A large, complex network may be divided into subnetworks for the purposes of analysis and design. The subnetworks are modeled as two-port
networks, interconnected to form the original network. The two-port
networks may therefore be regarded as building blocks that can be interconnected to form a complex network. The interconnection can be in
series, in parallel, or in cascade. Although the interconnected network
can be described by any of the six parameter sets, a certain set of parameters may have a definite advantage.
For example, when the networks are
in series, their individual z parameters add up to give the z parameters
of the larger network. When they are in parallel, their individual y parameters add up to give the y parameters the larger network. When they
are cascaded, their individual transmission parameters can be multiplied
together to get the transmission parameters of the larger network.
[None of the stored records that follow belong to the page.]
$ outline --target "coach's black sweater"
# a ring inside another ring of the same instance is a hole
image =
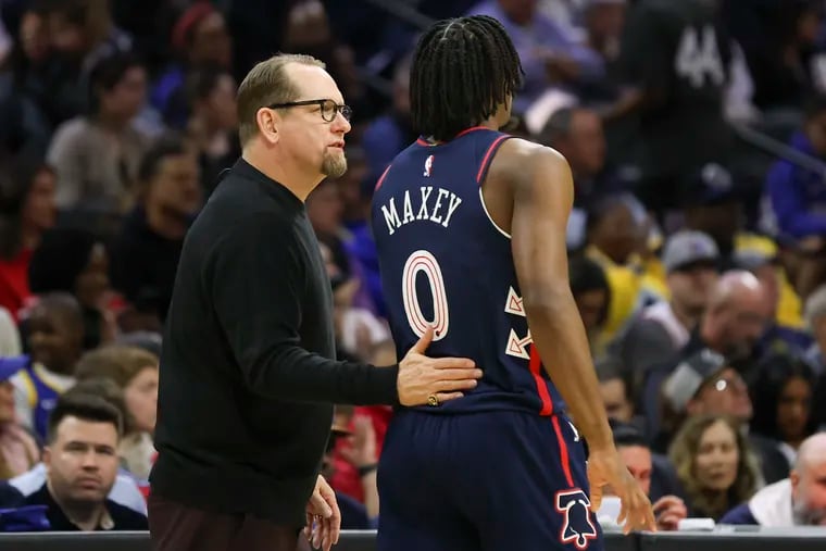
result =
[[[304,203],[243,160],[190,228],[166,320],[151,491],[304,523],[333,403],[395,403],[398,367],[337,362]]]

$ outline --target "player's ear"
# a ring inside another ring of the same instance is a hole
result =
[[[261,108],[255,113],[255,123],[258,124],[261,136],[268,143],[278,142],[278,126],[280,126],[280,116],[274,109]]]

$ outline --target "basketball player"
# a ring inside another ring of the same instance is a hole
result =
[[[484,375],[464,398],[395,415],[379,551],[602,549],[593,512],[606,484],[626,530],[654,529],[614,448],[568,287],[567,163],[498,132],[521,79],[490,17],[439,22],[416,47],[422,137],[373,199],[384,292],[399,351],[434,326],[434,354],[471,358]]]

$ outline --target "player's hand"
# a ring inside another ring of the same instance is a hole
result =
[[[676,496],[663,496],[653,506],[656,527],[661,530],[676,530],[679,522],[688,516],[686,504]]]
[[[625,534],[638,529],[656,531],[651,501],[628,473],[615,448],[590,451],[588,481],[591,486],[591,511],[598,511],[602,503],[602,487],[611,485],[614,493],[622,501],[616,523],[623,525],[623,531]]]
[[[338,510],[336,492],[322,475],[315,483],[313,494],[306,503],[306,526],[304,536],[314,549],[329,549],[338,543],[341,531],[341,511]]]
[[[481,377],[473,360],[466,358],[428,358],[424,355],[434,336],[434,328],[418,339],[399,363],[399,403],[402,405],[424,405],[435,396],[437,404],[461,398],[462,390],[476,387]],[[436,405],[436,404],[430,404]]]

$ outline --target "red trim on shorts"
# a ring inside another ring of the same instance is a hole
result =
[[[568,483],[568,487],[574,487],[574,477],[571,475],[571,459],[567,453],[567,443],[565,443],[565,437],[562,435],[562,427],[560,427],[560,418],[554,415],[551,417],[553,423],[553,429],[556,431],[556,441],[560,444],[560,460],[562,461],[562,471],[565,472],[565,479]]]
[[[493,158],[493,153],[497,149],[499,149],[499,146],[502,143],[502,141],[510,138],[510,136],[500,136],[497,139],[493,140],[493,143],[488,147],[488,150],[485,152],[485,156],[481,159],[481,164],[479,165],[479,172],[476,173],[476,183],[481,185],[481,178],[485,176],[485,173],[488,172],[488,164],[490,164],[490,160]]]
[[[383,173],[381,173],[381,176],[379,176],[379,177],[378,177],[378,181],[376,181],[376,188],[373,190],[373,192],[374,192],[374,193],[375,193],[376,191],[378,191],[378,188],[380,188],[380,187],[381,187],[381,184],[384,184],[384,183],[385,183],[385,176],[387,176],[387,173],[388,173],[389,171],[390,171],[390,165],[388,164],[388,165],[387,165],[387,168],[385,168],[385,172],[383,172]]]
[[[539,393],[539,399],[542,401],[542,409],[539,415],[548,416],[553,413],[553,400],[551,393],[548,391],[548,385],[541,375],[542,359],[539,358],[539,350],[536,349],[536,345],[530,346],[530,361],[528,363],[530,374],[534,376],[534,383],[536,383],[536,391]]]

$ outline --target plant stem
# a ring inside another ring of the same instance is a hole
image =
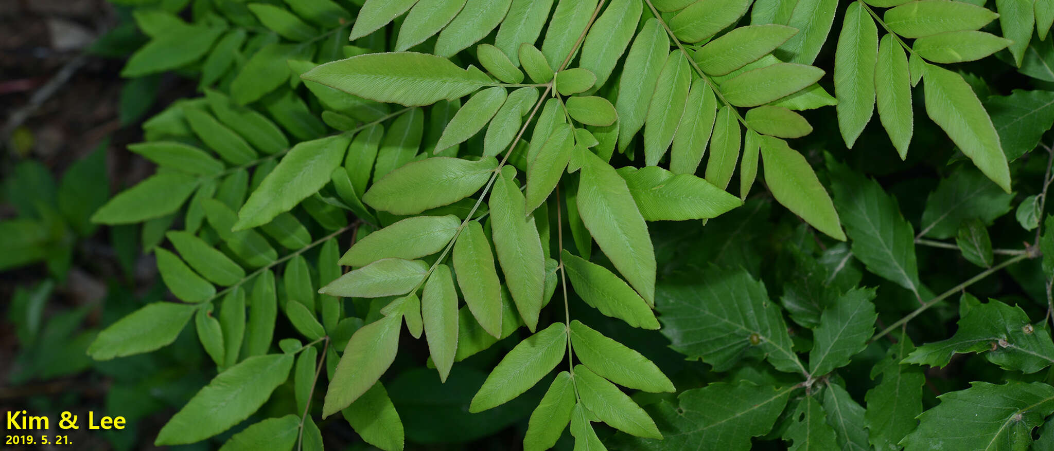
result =
[[[355,128],[352,128],[352,129],[350,129],[350,130],[347,130],[347,131],[340,131],[340,132],[338,132],[338,134],[333,134],[333,135],[329,135],[329,136],[337,136],[337,135],[345,135],[345,134],[349,134],[349,135],[351,135],[351,134],[356,134],[356,132],[358,132],[358,131],[362,131],[362,130],[363,130],[363,129],[365,129],[366,127],[369,127],[369,126],[372,126],[372,125],[376,125],[376,124],[379,124],[379,123],[382,123],[382,122],[385,122],[385,121],[387,121],[387,120],[389,120],[389,119],[391,119],[391,118],[394,118],[394,117],[396,117],[396,116],[399,116],[399,115],[402,115],[402,114],[404,114],[404,112],[406,112],[406,111],[409,111],[409,110],[411,110],[411,109],[413,109],[413,107],[412,107],[412,106],[408,106],[408,107],[406,107],[406,108],[403,108],[403,109],[399,109],[398,111],[395,111],[395,112],[392,112],[392,114],[389,114],[389,115],[385,115],[385,116],[384,116],[383,118],[380,118],[380,119],[377,119],[377,120],[375,120],[375,121],[372,121],[372,122],[367,122],[367,123],[365,123],[365,124],[363,124],[363,125],[359,125],[359,126],[357,126],[357,127],[355,127]],[[274,159],[276,159],[276,158],[279,158],[279,157],[281,157],[281,156],[284,156],[284,155],[286,155],[286,153],[289,153],[289,151],[290,151],[290,150],[292,150],[292,149],[293,149],[293,148],[292,148],[292,147],[290,147],[290,148],[287,148],[287,149],[285,149],[285,150],[280,150],[280,151],[277,151],[277,152],[274,152],[274,153],[271,153],[271,155],[269,155],[269,156],[267,156],[267,157],[261,157],[261,158],[258,158],[258,159],[256,159],[256,160],[253,160],[253,161],[251,161],[251,162],[249,162],[249,163],[246,163],[246,164],[242,164],[242,165],[238,165],[238,166],[234,166],[234,167],[231,167],[231,168],[228,168],[227,170],[225,170],[225,171],[222,171],[222,172],[219,172],[219,173],[217,173],[217,175],[215,175],[215,176],[212,176],[212,177],[215,177],[215,178],[218,178],[218,177],[222,177],[222,176],[227,176],[228,173],[231,173],[231,172],[234,172],[234,171],[237,171],[237,170],[241,170],[241,169],[248,169],[248,168],[250,168],[250,167],[253,167],[253,166],[256,166],[256,165],[258,165],[258,164],[260,164],[260,163],[264,163],[265,161],[268,161],[268,160],[274,160]]]
[[[924,238],[916,238],[915,244],[921,244],[923,246],[939,247],[941,249],[955,249],[958,250],[959,246],[951,243],[944,243],[942,241],[926,240]],[[1021,255],[1028,253],[1029,251],[1024,249],[992,249],[992,253],[998,253],[1002,255]]]
[[[571,308],[567,302],[567,276],[564,267],[564,217],[560,207],[560,185],[557,185],[553,196],[557,198],[557,252],[560,255],[560,265],[557,266],[557,269],[560,270],[560,286],[564,291],[564,332],[567,335],[567,372],[571,375],[571,387],[574,388],[574,398],[581,403],[582,396],[579,395],[579,384],[574,381],[574,362],[572,361],[574,349],[571,347]]]
[[[739,109],[736,109],[735,105],[728,103],[728,101],[725,100],[724,95],[721,94],[721,89],[719,89],[718,85],[714,83],[714,80],[710,80],[709,76],[703,73],[703,69],[699,67],[699,63],[696,62],[696,59],[691,58],[690,54],[688,54],[688,50],[684,49],[684,46],[681,44],[681,40],[677,39],[677,36],[674,35],[674,30],[670,29],[669,25],[666,24],[665,20],[662,20],[662,15],[659,14],[659,9],[657,9],[656,6],[651,4],[651,0],[644,0],[644,2],[648,4],[648,7],[651,9],[651,13],[655,15],[656,19],[659,20],[659,23],[662,24],[662,27],[666,29],[666,34],[669,35],[669,39],[674,41],[674,45],[676,45],[677,48],[684,54],[684,58],[688,60],[688,64],[690,64],[691,67],[696,70],[696,74],[699,75],[699,78],[701,78],[703,82],[706,83],[707,86],[709,86],[709,88],[717,96],[718,100],[720,100],[721,103],[723,103],[725,106],[729,107],[731,109],[731,112],[736,114],[736,119],[738,119],[739,122],[743,124],[743,127],[745,127],[747,130],[757,132],[754,128],[750,127],[749,124],[746,123],[746,119],[744,119],[743,116],[739,114]]]
[[[872,336],[868,342],[874,342],[874,341],[876,341],[876,340],[884,336],[885,334],[892,332],[894,329],[900,327],[903,324],[906,324],[909,321],[912,321],[912,319],[914,319],[915,316],[918,316],[919,313],[922,313],[923,311],[925,311],[930,307],[933,307],[934,304],[937,304],[938,302],[943,301],[945,298],[951,296],[952,294],[955,294],[956,292],[959,292],[959,291],[965,289],[967,287],[973,285],[974,283],[980,281],[981,279],[984,279],[984,278],[991,275],[993,272],[996,272],[996,271],[998,271],[998,270],[1000,270],[1002,268],[1006,268],[1006,267],[1008,267],[1010,265],[1013,265],[1013,264],[1015,264],[1017,262],[1020,262],[1020,261],[1022,261],[1024,259],[1028,259],[1028,258],[1029,258],[1028,254],[1016,255],[1013,259],[1010,259],[1010,260],[1008,260],[1006,262],[1002,262],[1002,263],[1000,263],[998,265],[995,265],[995,266],[993,266],[993,267],[991,267],[989,269],[985,269],[985,270],[981,271],[979,274],[974,275],[973,278],[970,278],[970,280],[968,280],[968,281],[965,281],[965,282],[963,282],[963,283],[961,283],[959,285],[956,285],[956,286],[952,287],[950,290],[944,291],[943,293],[940,293],[940,295],[938,295],[938,296],[936,296],[936,298],[934,298],[934,299],[932,299],[930,301],[926,301],[919,308],[915,309],[915,311],[912,311],[911,313],[907,313],[907,315],[905,315],[904,317],[901,317],[896,323],[891,324],[890,327],[886,327],[881,332],[876,333],[875,336]]]
[[[1047,159],[1047,173],[1043,176],[1043,190],[1039,193],[1039,209],[1036,210],[1039,216],[1040,226],[1036,227],[1036,245],[1039,245],[1039,232],[1042,230],[1043,221],[1043,208],[1047,207],[1047,188],[1051,186],[1051,166],[1054,165],[1054,150],[1050,147],[1047,148],[1047,152],[1050,153],[1050,158]]]
[[[586,24],[586,28],[582,30],[582,34],[579,35],[579,40],[575,41],[574,46],[571,47],[571,52],[567,55],[567,58],[564,59],[564,62],[563,64],[560,65],[560,68],[557,69],[558,73],[560,70],[563,70],[567,66],[567,64],[571,62],[571,57],[573,57],[574,54],[579,50],[579,46],[582,45],[582,41],[586,39],[586,33],[589,33],[589,28],[592,27],[592,24],[597,20],[597,16],[600,14],[600,9],[603,6],[604,6],[604,0],[601,0],[600,3],[597,4],[597,8],[593,9],[593,14],[589,18],[589,22]],[[447,246],[443,248],[443,253],[440,254],[438,259],[435,259],[435,263],[432,263],[432,266],[428,268],[428,271],[425,272],[425,275],[421,278],[421,282],[417,282],[417,285],[414,286],[412,290],[410,290],[411,293],[417,292],[421,286],[425,284],[425,281],[427,281],[429,275],[432,274],[432,271],[435,270],[435,267],[438,266],[441,263],[443,263],[444,259],[446,259],[447,257],[447,253],[449,253],[450,249],[454,247],[454,243],[457,242],[457,237],[461,237],[462,230],[464,230],[465,227],[468,226],[469,221],[473,221],[472,216],[475,214],[475,210],[477,210],[480,208],[480,205],[483,204],[483,198],[486,198],[487,194],[490,192],[490,188],[494,185],[494,181],[497,180],[497,175],[501,173],[502,167],[504,167],[505,163],[509,161],[509,157],[512,155],[512,149],[516,147],[516,143],[519,143],[520,140],[523,138],[524,132],[527,131],[527,127],[534,119],[534,116],[538,115],[538,110],[542,107],[542,105],[546,102],[546,100],[548,100],[547,97],[549,96],[549,93],[552,90],[552,85],[555,80],[557,78],[553,77],[552,81],[544,84],[545,91],[542,93],[542,96],[539,97],[538,102],[534,103],[534,107],[531,109],[530,115],[527,117],[527,120],[524,121],[523,126],[520,127],[520,131],[516,132],[516,137],[512,139],[511,143],[509,143],[509,148],[505,151],[505,156],[502,157],[502,161],[497,163],[496,167],[494,167],[493,172],[490,175],[490,179],[487,180],[487,184],[484,185],[483,187],[483,192],[480,194],[480,199],[475,200],[475,205],[472,205],[472,209],[469,210],[468,216],[466,216],[465,220],[462,221],[460,226],[457,226],[457,230],[454,231],[453,238],[451,238],[450,242],[447,243]]]
[[[299,428],[300,430],[297,432],[296,451],[300,451],[304,448],[304,422],[308,419],[308,412],[311,411],[311,397],[315,394],[315,384],[318,383],[318,374],[321,373],[323,363],[326,362],[326,351],[329,350],[329,336],[323,336],[321,339],[318,340],[324,340],[326,343],[323,344],[323,352],[318,354],[318,365],[315,366],[315,377],[311,380],[311,390],[310,390],[311,394],[308,395],[308,402],[305,403],[304,405],[304,414],[300,415],[300,428]],[[318,340],[312,342],[308,346],[312,346],[315,343],[318,343]],[[308,346],[305,346],[305,348],[307,348]]]
[[[864,3],[864,2],[862,2],[862,1],[859,2],[859,3],[860,3],[860,7],[862,7],[864,11],[866,11],[867,14],[871,15],[871,17],[875,18],[875,22],[878,22],[879,25],[882,25],[882,28],[885,28],[885,33],[889,33],[890,36],[892,36],[893,39],[896,40],[897,43],[900,44],[901,47],[903,47],[903,49],[907,50],[909,54],[915,55],[915,50],[912,49],[911,46],[909,46],[907,44],[905,44],[904,41],[902,41],[900,39],[900,36],[898,36],[896,33],[893,33],[893,30],[890,29],[890,27],[885,25],[885,22],[882,21],[882,18],[878,17],[878,15],[875,14],[875,12],[871,8],[871,6],[867,6],[867,4]]]
[[[349,225],[347,225],[345,227],[341,227],[339,230],[334,231],[333,233],[330,233],[330,234],[328,234],[326,237],[323,237],[323,238],[320,238],[318,240],[315,240],[311,244],[309,244],[307,246],[304,246],[304,247],[297,249],[296,251],[291,252],[290,254],[288,254],[286,257],[282,257],[282,258],[280,258],[278,260],[275,260],[274,262],[271,262],[269,265],[267,265],[267,266],[265,266],[262,268],[259,268],[259,269],[257,269],[257,270],[249,273],[249,275],[246,275],[245,278],[241,278],[241,280],[238,281],[238,282],[236,282],[234,285],[231,285],[231,286],[229,286],[227,288],[223,288],[222,290],[216,292],[216,294],[213,294],[212,298],[209,298],[209,299],[202,301],[199,305],[200,306],[208,305],[209,302],[211,302],[211,301],[213,301],[213,300],[215,300],[215,299],[217,299],[217,298],[226,294],[228,291],[231,291],[231,290],[233,290],[233,289],[241,286],[241,284],[243,284],[243,283],[246,283],[246,282],[248,282],[248,281],[256,278],[257,275],[259,275],[264,271],[266,271],[268,269],[271,269],[271,268],[273,268],[273,267],[275,267],[275,266],[277,266],[277,265],[279,265],[281,263],[285,263],[287,260],[292,259],[292,258],[294,258],[296,255],[299,255],[299,254],[306,252],[308,249],[311,249],[311,248],[313,248],[313,247],[315,247],[315,246],[317,246],[319,244],[323,244],[323,243],[329,241],[330,239],[335,238],[335,237],[339,235],[340,233],[344,233],[344,232],[348,231],[349,229],[357,228],[364,222],[365,221],[363,221],[362,219],[357,219],[354,222],[352,222],[351,224],[349,224]]]

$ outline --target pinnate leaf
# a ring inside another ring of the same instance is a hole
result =
[[[268,418],[232,435],[219,449],[221,451],[292,449],[296,444],[299,428],[300,418],[293,414],[280,418]]]
[[[351,137],[337,135],[293,146],[238,210],[234,229],[267,224],[318,192],[329,182],[333,169],[340,166],[350,143]]]
[[[383,298],[409,292],[424,279],[428,264],[419,260],[382,259],[330,282],[319,293],[343,298]]]
[[[675,175],[656,166],[619,168],[645,221],[717,218],[743,202],[689,173]]]
[[[413,260],[431,255],[446,247],[458,226],[461,219],[453,214],[407,218],[358,240],[339,263],[360,267],[393,257]]]
[[[574,355],[586,368],[623,387],[650,392],[674,392],[674,383],[640,352],[629,349],[582,322],[571,322]]]
[[[622,279],[603,266],[573,255],[566,249],[561,252],[564,269],[582,300],[589,306],[611,317],[625,321],[633,327],[658,329],[659,321],[649,305],[626,285]]]
[[[494,269],[494,254],[477,221],[469,221],[454,243],[454,271],[465,304],[487,333],[502,334],[502,285]]]
[[[323,417],[354,403],[388,370],[398,350],[401,324],[401,315],[384,316],[351,335],[326,391]]]
[[[582,405],[614,429],[645,438],[662,438],[655,422],[626,393],[582,365],[574,366]]]
[[[578,207],[604,254],[644,298],[655,302],[656,258],[648,227],[626,182],[592,152],[583,152]]]
[[[97,361],[109,361],[167,346],[176,340],[196,309],[188,304],[147,304],[99,332],[87,354]]]
[[[831,196],[816,178],[805,157],[790,148],[786,141],[761,137],[761,160],[765,168],[765,183],[776,201],[817,230],[835,240],[845,240]]]
[[[695,59],[704,73],[723,76],[768,55],[797,33],[775,23],[740,26],[707,42]]]
[[[542,402],[530,414],[527,433],[524,434],[524,451],[544,451],[560,439],[574,410],[573,384],[567,371],[557,374]]]
[[[176,211],[196,187],[194,176],[157,173],[115,196],[92,214],[92,222],[112,225],[161,218]]]
[[[904,38],[921,38],[944,32],[977,29],[998,14],[983,6],[945,0],[916,0],[890,8],[882,16],[893,33]]]
[[[217,374],[169,419],[154,445],[192,444],[230,429],[259,409],[292,368],[293,355],[269,354]]]
[[[850,3],[835,50],[838,129],[848,148],[853,148],[875,110],[878,27],[864,7],[858,1]]]
[[[447,265],[437,265],[425,283],[421,316],[432,362],[440,370],[440,380],[446,382],[457,350],[457,292]]]
[[[516,310],[527,328],[534,330],[545,292],[545,252],[514,177],[515,170],[505,166],[490,193],[494,250]]]
[[[456,99],[490,83],[483,73],[465,70],[446,58],[412,52],[359,55],[318,65],[301,78],[365,99],[406,106]]]
[[[490,179],[497,160],[432,157],[388,172],[363,194],[363,202],[394,214],[417,214],[465,199]],[[436,189],[442,187],[442,189]]]
[[[501,406],[538,384],[564,358],[567,328],[551,326],[520,342],[494,367],[480,391],[472,397],[470,412]]]

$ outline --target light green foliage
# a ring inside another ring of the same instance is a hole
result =
[[[621,386],[644,391],[675,391],[674,384],[637,351],[574,320],[571,345],[590,371]]]
[[[198,391],[161,428],[154,444],[192,444],[230,429],[259,409],[292,368],[289,354],[246,358]]]
[[[877,61],[878,27],[860,2],[851,3],[835,53],[838,129],[846,147],[853,147],[875,110]]]
[[[574,410],[574,387],[571,375],[561,371],[545,392],[538,408],[530,414],[527,433],[524,434],[524,450],[546,450],[560,439],[567,428]]]
[[[333,372],[333,388],[326,392],[323,416],[344,410],[377,382],[395,360],[401,315],[388,315],[363,326],[351,335],[344,358]]]
[[[557,323],[520,342],[472,397],[471,411],[501,406],[538,384],[563,360],[567,351],[566,334],[566,327]]]
[[[153,351],[175,341],[195,310],[187,304],[148,304],[101,332],[87,352],[106,361]]]
[[[430,255],[446,247],[460,225],[461,220],[453,214],[407,218],[359,240],[339,263],[362,267],[380,259],[413,260]]]
[[[801,153],[786,141],[763,137],[761,160],[773,197],[828,237],[845,240],[831,197]]]
[[[143,124],[157,172],[109,202],[101,151],[61,185],[16,164],[0,267],[95,262],[93,222],[155,253],[181,303],[73,337],[39,294],[9,314],[47,356],[23,378],[214,363],[159,446],[1021,450],[1054,411],[1050,2],[141,3],[126,90],[203,97]],[[946,305],[975,283],[1000,300]],[[972,381],[1006,384],[948,391]]]
[[[457,350],[457,292],[451,278],[450,268],[437,266],[421,294],[421,316],[428,349],[443,382],[450,375]]]

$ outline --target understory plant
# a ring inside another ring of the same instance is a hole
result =
[[[157,445],[1054,448],[1050,0],[134,3]]]

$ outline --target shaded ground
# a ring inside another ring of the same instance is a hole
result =
[[[0,221],[18,216],[11,199],[17,194],[12,194],[8,182],[15,166],[23,161],[38,161],[59,179],[72,163],[104,145],[111,193],[153,172],[151,164],[125,151],[124,146],[141,140],[141,118],[172,99],[191,94],[192,88],[183,80],[167,76],[159,80],[156,102],[149,97],[125,96],[122,106],[125,80],[119,74],[123,60],[112,56],[114,48],[90,49],[97,37],[119,23],[120,15],[104,0],[0,0]],[[131,41],[124,39],[125,44],[135,43],[135,35],[131,36]],[[130,109],[137,115],[130,115]],[[69,275],[56,284],[44,303],[44,322],[83,311],[77,327],[98,327],[102,322],[100,301],[109,283],[124,279],[126,286],[154,285],[152,259],[139,259],[134,281],[122,276],[108,228],[98,229],[76,246]],[[16,375],[24,372],[28,361],[18,337],[20,325],[9,316],[13,298],[17,288],[26,290],[48,278],[43,264],[0,271],[0,411],[58,406],[101,411],[113,385],[109,377],[90,370],[28,380]],[[140,422],[140,431],[133,434],[152,436],[142,429],[159,427],[153,423]],[[110,449],[104,435],[81,429],[70,435],[75,442],[72,449]],[[51,433],[60,431],[52,425]],[[138,449],[142,445],[132,446]],[[71,447],[55,449],[59,448]]]

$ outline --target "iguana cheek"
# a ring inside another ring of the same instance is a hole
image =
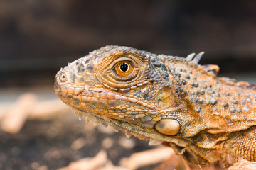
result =
[[[178,132],[180,125],[174,119],[162,119],[155,125],[156,130],[166,135],[174,135]]]

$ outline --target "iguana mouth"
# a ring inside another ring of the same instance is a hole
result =
[[[166,141],[166,138],[154,129],[149,129],[139,125],[130,124],[119,120],[107,118],[102,115],[94,114],[72,108],[80,119],[85,118],[86,123],[92,120],[95,125],[102,123],[105,126],[112,126],[115,130],[124,131],[125,135],[129,137],[132,135],[141,140],[149,140],[150,145],[159,144]]]

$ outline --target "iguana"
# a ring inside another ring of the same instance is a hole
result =
[[[192,164],[256,162],[255,86],[216,76],[217,65],[198,64],[203,54],[106,46],[61,69],[54,88],[86,121],[163,143]]]

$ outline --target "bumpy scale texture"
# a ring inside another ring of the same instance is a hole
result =
[[[256,162],[256,90],[217,77],[216,65],[106,46],[61,69],[55,90],[76,113],[162,143],[189,162]]]

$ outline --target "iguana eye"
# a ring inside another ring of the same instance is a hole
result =
[[[64,83],[68,81],[68,75],[65,72],[61,72],[59,75],[59,79],[61,82]]]
[[[121,77],[125,77],[130,75],[134,71],[133,64],[130,62],[119,62],[114,68],[114,72]]]

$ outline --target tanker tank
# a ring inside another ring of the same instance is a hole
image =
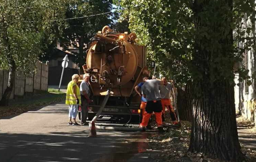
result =
[[[108,87],[111,95],[130,97],[142,78],[148,75],[146,49],[137,44],[137,36],[119,33],[108,26],[91,39],[87,51],[84,72],[90,74],[94,96],[104,95]]]

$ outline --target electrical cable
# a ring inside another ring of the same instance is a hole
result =
[[[67,19],[59,19],[59,20],[49,20],[49,21],[61,21],[61,20],[64,20],[78,19],[81,19],[81,18],[85,18],[85,17],[93,17],[93,16],[100,15],[102,14],[109,14],[110,13],[112,13],[112,12],[107,12],[102,13],[101,14],[93,14],[91,15],[81,16],[80,17],[77,17],[68,18]],[[33,23],[33,22],[34,22],[35,21],[24,21],[24,22],[27,22],[27,23],[29,23],[29,22]]]

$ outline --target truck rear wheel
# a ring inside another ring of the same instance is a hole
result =
[[[96,114],[93,113],[88,113],[88,120],[91,121],[93,120],[93,119],[95,116]]]

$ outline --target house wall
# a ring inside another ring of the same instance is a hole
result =
[[[245,15],[246,17],[246,15]],[[244,20],[243,20],[243,21]],[[248,26],[251,26],[249,19],[246,23],[244,23],[243,28],[246,29]],[[251,33],[250,35],[255,34]],[[239,43],[239,47],[243,47],[243,43],[240,42]],[[247,67],[249,70],[248,75],[252,76],[252,74],[256,72],[256,65],[255,64],[254,55],[255,55],[255,50],[247,51],[248,64]],[[240,64],[240,67],[246,67],[244,62]],[[238,74],[237,74],[238,75]],[[239,83],[240,85],[236,85],[234,87],[236,108],[237,112],[240,112],[241,115],[248,120],[256,122],[256,84],[255,81],[253,78],[253,84],[248,87],[248,92],[246,92],[245,81],[239,82],[238,79],[239,76],[236,76],[235,79],[236,84]]]
[[[36,72],[26,77],[19,72],[15,74],[15,85],[10,97],[13,99],[15,96],[23,96],[26,92],[32,93],[34,90],[47,90],[48,66],[38,63]],[[0,70],[0,99],[7,87],[9,72]]]

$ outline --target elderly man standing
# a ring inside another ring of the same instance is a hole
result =
[[[88,116],[87,107],[90,102],[90,95],[91,92],[89,84],[90,75],[85,73],[83,77],[83,81],[80,84],[80,93],[81,95],[81,125],[87,125],[86,119]]]
[[[68,105],[69,109],[68,125],[79,125],[76,122],[76,119],[77,115],[78,104],[81,101],[81,96],[79,87],[77,86],[80,77],[77,74],[72,76],[72,80],[67,85],[66,104]],[[73,122],[71,120],[73,119]]]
Fig. 1: Series connection of two
two-port networks.
Consider the series connection of two two-port networks shown
in Fig. 1. The networks are regarded as being in series because
their input currents are the same and their voltages add. In addition,
each network has a common reference, and when the circuits are placed in series, the common reference points of each circuit are connected together. For network $N_a$,
$$
\begin{aligned}
& V_{1 a}=z_{11 a} \mathbf{I}_{1 a}+z_{12 a} \mathbf{I}_{2 a} \\
& V_{2 a}=\mathbf{z}_{2 a a} \mathbf{I}_{\mathrm{la}}+\mathbf{z}_{22 a} \mathbf{I}_{2 a}
\end{aligned} \tag{1}
$$
and for network $N_b$,
$$
\begin{aligned}
& \mathbf{V}_{1 b}=\mathbf{z}_{11 b} \mathbf{I}_{1 b}+\mathbf{z}_{12 b} \mathbf{I}_{2 b} \\
& \mathbf{V}_{2 b}=\mathbf{z}_{21 b} \mathbf{I}_{1 b}+\mathbf{z}_{22 b} \mathbf{I}_{2 b}
\end{aligned} \tag{2}
$$
We notice from Fig. $1$ that
$$
\mathbf{I}_1=\mathbf{I}_{1 a}=\mathbf{I}_{1 b}, \quad \mathbf{I}_2=\mathbf{I}_{2 a}=\mathbf{I}_{2 b} \tag{3}
$$
and that
$$
\begin{aligned}
& \mathbf{V}_1=\mathbf{V}_{1 a}+\mathbf{V}_{1 b}=\left(\mathbf{z}_{11 a}+\mathbf{z}_{11 b}\right) \mathbf{I}_1+\left(\mathbf{z}_{12 a}+\mathbf{z}_{12 b}\right) \mathbf{I}_2 \\
& \mathbf{V}_2=\mathbf{V}_{2 a}+\mathbf{V}_{2 b}=\left(\mathbf{z}_{21 a}+\mathbf{z}_{21 b}\right) \mathbf{I}_1+\left(\mathbf{z}_{22 a}+\mathbf{z}_{22 b}\right) \mathbf{I}_2
\end{aligned} \tag{4}
$$
Thus, the z parameters for the overall network are
$$
\left[\begin{array}{ll}
\mathbf{z}_{11} & \mathbf{z}_{12} \\
\mathbf{z}_{21} & \mathbf{z}_{22}
\end{array}\right]=\left[\begin{array}{ll}
\mathbf{z}_{11 a}+\mathbf{z}_{11 b} & \mathbf{z}_{12 a}+\mathbf{z}_{12 b} \\
\mathbf{z}_{21 a}+\mathbf{z}_{21 b} & \mathbf{z}_{22} a+\mathbf{z}_{22 b}
\end{array}\right] \tag{5}
$$
or
$$
\bbox[10px,border:1px solid grey]{[\mathbf{z}]=\left[\mathbf{z}_i\right]+\left[\mathbf{z}_b\right]} \tag{6}
$$
showing that the z parameters for the overall network are the sum of the $z$ parameters for the individual networks. This can be extended to $n$ networks in series. If two two-port networks in the [h] model, for example, are connected in series, then apply Eq. (6).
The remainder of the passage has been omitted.